O balanço de Sarah Mühleck após pouco mais de meio ano: "Todo colaborador pode operar o robô, e essa estação inclusive é especialmente popular em nosso sistema rotativo." Seis meses após o primeiro encontro de todos os atores, a TruLaser Station 7000 com célula de robô KR AGILUS entrou em serviço em Widnau. Com sucesso mensurável: para a carga e descarga, que no trabalho manual leva em média dez segundos, o robô necessita de dois segundos. Mas segundo Sarah Mühleck, o mais importante é: "A qualidade é boa. Os cordões de solda são muito, muito bons. E o sistema é confiável, nada cai."
Sarah Mühleck no controle da qualidade: somente quando o vidro de cobertura e a luva estão perfeitamente soldados, o copo da peça ocular é utilizável © Stefan Hobmaier, TRUMPF

Conclusão: Automação com caráter de farol de orientação

O Dr. Axel Frey, Gerente de Produto da TRUMPF, também se mostra impressionado com este projeto de automação. "Colocar e retirar peças em um sistema de solda a laser com máxima segurança de processo – isso é algo que um colaborador pode fazer, mas, em primeiro lugar, não nesta velocidade e, em segundo lugar, não com constância 100 por cento. Mas o processo deve ser constante durante 24/7 e a qualidade deve permanecer alta." Com a TruLaser Station 7000 em Widnau isso dá certo. E mais: "O projeto também recebeu um feedback muito positivo de profissionais de tecnologia médica dos EUA, aos quais eu o apresentei. Esta automação é um projeto com caráter de farol em muitos aspectos."
Pick – Place – Soldar! A instalação de solda a laser fornece máxima qualidade para a endoscopia © Stefan Hobmaier, TRUMPF

Todo colaborador pode operar o robô KUKA, e essa estação inclusive é especialmente popular em nosso sistema rotativo.
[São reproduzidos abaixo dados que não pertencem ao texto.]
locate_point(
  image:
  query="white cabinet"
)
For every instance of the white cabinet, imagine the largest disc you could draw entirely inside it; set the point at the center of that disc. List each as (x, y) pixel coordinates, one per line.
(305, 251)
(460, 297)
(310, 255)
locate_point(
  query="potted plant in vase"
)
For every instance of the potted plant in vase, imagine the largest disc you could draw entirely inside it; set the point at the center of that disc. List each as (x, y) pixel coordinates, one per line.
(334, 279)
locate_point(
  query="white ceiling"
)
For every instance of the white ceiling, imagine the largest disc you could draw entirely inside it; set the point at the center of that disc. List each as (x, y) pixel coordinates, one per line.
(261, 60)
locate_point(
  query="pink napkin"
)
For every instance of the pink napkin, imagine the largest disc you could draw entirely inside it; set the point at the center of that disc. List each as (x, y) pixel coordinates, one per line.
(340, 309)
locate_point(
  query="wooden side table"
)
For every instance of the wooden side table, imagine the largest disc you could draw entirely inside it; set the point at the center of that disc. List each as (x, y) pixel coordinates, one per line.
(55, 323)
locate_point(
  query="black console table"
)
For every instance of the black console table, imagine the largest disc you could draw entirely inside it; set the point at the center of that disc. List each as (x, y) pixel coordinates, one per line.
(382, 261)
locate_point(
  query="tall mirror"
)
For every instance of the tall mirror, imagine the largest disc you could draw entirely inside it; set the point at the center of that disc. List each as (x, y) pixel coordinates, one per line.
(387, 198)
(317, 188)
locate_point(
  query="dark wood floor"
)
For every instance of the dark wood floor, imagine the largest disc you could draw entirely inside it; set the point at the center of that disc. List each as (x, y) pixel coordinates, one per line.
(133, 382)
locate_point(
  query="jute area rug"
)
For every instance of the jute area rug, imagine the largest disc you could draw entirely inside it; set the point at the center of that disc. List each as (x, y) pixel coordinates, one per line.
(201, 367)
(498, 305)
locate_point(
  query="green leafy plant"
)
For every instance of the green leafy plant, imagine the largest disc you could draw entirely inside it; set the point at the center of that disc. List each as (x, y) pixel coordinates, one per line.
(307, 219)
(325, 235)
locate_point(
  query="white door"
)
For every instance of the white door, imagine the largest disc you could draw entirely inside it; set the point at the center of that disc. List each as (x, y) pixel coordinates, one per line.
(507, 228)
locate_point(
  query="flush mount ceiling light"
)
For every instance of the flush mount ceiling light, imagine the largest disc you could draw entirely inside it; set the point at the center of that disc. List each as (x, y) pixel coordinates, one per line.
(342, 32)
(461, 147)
Sarah Mühleck, Gerente local da KARL STORZ Widnau

Aberto para novos desafios

Para Joachim Burkert o fato do sistema de solda a laser e o robô poderem ser separados rapidamente entre si a qualquer hora, torna a solução especialmente promissora para o futuro. "Se em cinco anos a KARL STORZ tiver uma outra função para o robô, os colaboradores podem desacoplar a célula em menos de um minuto e atribuir a nova função ao KR AGILUS. Ou se atribui dois lasers diferentes a um KR AGILUS: durante o dia ele trabalha no laser um, à noite no laser dois." No entanto, atualmente ninguém quer mudar nada na KARL STORZ em Widnau. Todos estão satisfeitos com a forma que as pessoas, máquinas e o robô KUKA executam suas tarefas. "Foi uma cooperação muito boa", resume Sarah Mühleck. "Isso nos dá vontade de repetir algo semelhante."